Once issued, the IRS's final regulations on opt-outs will apply for periods after the regulations' applicability date. Pending issuance of the final regulations, however, employers may continue to rely on the opt-out related guidance under Notice 2015-87 and the proposed regulations. This includes rules addressing opt-out arrangements in collective bargaining agreements in effect before December 16, 2015 (see Collective Bargaining Basics Toolkit). As a result, until the final regulations apply, individuals may treat opt-out payments under an "unconditional" opt-out arrangement as increasing the individual's required contribution for PTC and individual mandate purposes (see Legal Update, IRS Expands on Employer Opt-Out Payment Rules). Also, individuals who can show that they meet the requirements for receiving an opt-out payment under a "conditional" opt-out arrangement (as addressed in introductory material accompanying the proposed regulations) may treat the conditional opt-out payment amount as increasing the employee's required contribution for PTC and individual mandate purposes.
Also, until the final opt-out regulations are issued and apply, employers need not increase an employee's required contribution by the amount of payments under an opt-out arrangement for purposes of ACA information reporting under Code Section 6056 (26 U.S.C. § 6056; see Practice Notes, ACA Information Reporting: Forms 1095-C and 1094-C (Overview) and ACA Information Reporting: Forms 1095-C and 1094-C Line Instructions). However, this treatment does not apply to "non-relief-eligible" opt-out arrangements under Notice 2015-87. Also, a payment under an opt-out arrangement is not treated as increasing the employee's required contribution for employer mandate purposes (see Employer Mandate Toolkit).

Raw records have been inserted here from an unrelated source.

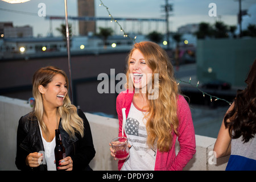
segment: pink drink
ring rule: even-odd
[[[111,141],[111,146],[114,150],[115,158],[123,160],[129,156],[128,140],[126,137],[118,137]]]
[[[119,150],[115,152],[115,158],[121,160],[125,159],[127,158],[128,155],[129,155],[129,153],[127,151]]]

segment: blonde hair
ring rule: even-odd
[[[131,55],[138,49],[144,56],[146,64],[152,71],[152,84],[154,85],[154,73],[158,73],[159,84],[153,85],[158,90],[158,97],[147,99],[148,109],[145,116],[147,119],[146,127],[147,142],[151,147],[156,144],[160,151],[168,151],[172,143],[172,133],[178,134],[179,121],[177,116],[177,99],[179,88],[174,76],[174,68],[166,52],[158,44],[151,42],[135,43],[128,57],[126,77],[129,77],[129,66]],[[133,86],[133,87],[132,87]],[[127,89],[134,89],[131,82]],[[147,91],[147,98],[148,92]]]
[[[38,87],[40,85],[47,87],[48,84],[52,81],[53,77],[57,74],[62,75],[65,77],[68,90],[68,79],[66,74],[63,71],[54,67],[49,66],[38,69],[34,73],[32,79],[35,104],[31,114],[36,117],[42,131],[47,134],[47,136],[49,136],[49,131],[43,120],[44,114],[43,98]],[[60,115],[61,126],[71,137],[75,137],[76,133],[80,134],[83,137],[83,120],[78,115],[76,107],[71,104],[68,92],[65,97],[63,105],[58,107],[56,114]]]

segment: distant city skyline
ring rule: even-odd
[[[162,0],[102,0],[109,7],[109,10],[114,18],[164,18],[163,10],[166,1]],[[213,24],[216,20],[221,20],[228,25],[237,25],[237,15],[239,12],[238,1],[237,0],[169,0],[169,3],[173,5],[172,12],[170,16],[169,30],[176,31],[177,28],[187,24],[199,23],[202,22]],[[54,36],[60,36],[56,30],[60,24],[65,23],[64,20],[46,19],[40,17],[38,13],[40,10],[38,7],[40,3],[46,5],[46,16],[64,16],[64,1],[61,0],[30,1],[22,4],[9,4],[0,1],[0,22],[11,22],[14,26],[29,25],[33,27],[33,35],[40,35],[46,36],[52,31]],[[216,5],[216,16],[210,16],[208,14],[211,7],[209,5],[214,3]],[[106,8],[100,6],[100,0],[94,1],[96,17],[109,17]],[[76,0],[68,1],[68,15],[72,16],[78,16],[77,2]],[[242,10],[249,10],[249,15],[243,19],[242,28],[249,23],[256,24],[256,2],[255,0],[242,1]],[[79,23],[77,20],[69,20],[72,25],[73,33],[79,34]],[[119,22],[126,32],[133,32],[138,34],[147,34],[148,31],[155,30],[164,33],[166,24],[164,22]],[[97,31],[99,27],[112,27],[115,34],[120,34],[119,27],[116,23],[109,21],[98,21],[96,23]],[[119,28],[119,30],[118,30]]]

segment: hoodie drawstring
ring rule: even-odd
[[[125,125],[125,122],[126,121],[126,115],[125,114],[125,108],[122,108],[122,114],[123,114],[123,124],[122,126],[122,135],[123,136],[123,130],[124,130],[124,126]]]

Eligibility for MEC When Discontinuance of Advance Credit Payments Is Delayed

In some cases, an individual who is enrolled in a QHP and receiving advance credit payments may inform an exchange that:
  • The individual will soon be eligible for other MEC.
  • Advance credit payments therefore should be discontinued.
Under the proposed PTC regulations, if an exchange fails to discontinue advance payments for the first month after the individual notifies the exchange, the individual is treated as eligible for other MEC starting the first day of the second month beginning after the first month the individual may enroll in the other MEC. Commenters responding to the proposed regulations asked the IRS to provide instructions to address situations involving delays in discontinuing or terminating advance credit payments, so that individuals are not:
  • Subject to penalties.
  • Required to repay advance credit payments.
According to the IRS, this issue will be addressed in the instructions to Form 8962 ("Premium Tax Credit (PTC)" and Publication 974 ("Premium Tax Credit"). The IRS also plans to issue Q&A guidance addressing delays in the discontinuance of advance credit payments where an individual is allowed a PTC for a month and receives a Form 1095-B or 1095-C showing that the individual was enrolled in non-exchange MEC.

Other Issues Under the Final PTC Regulations

Other issues addressed in the final PTC regulations (or their related introductory material) include:
  • Payments of an individual's portion of premiums for advance credit payments after appeal determinations.
  • Pediatric dental benefits and benchmark plan premiums.
  • Premiums for members of an individual's coverage family who live in different states.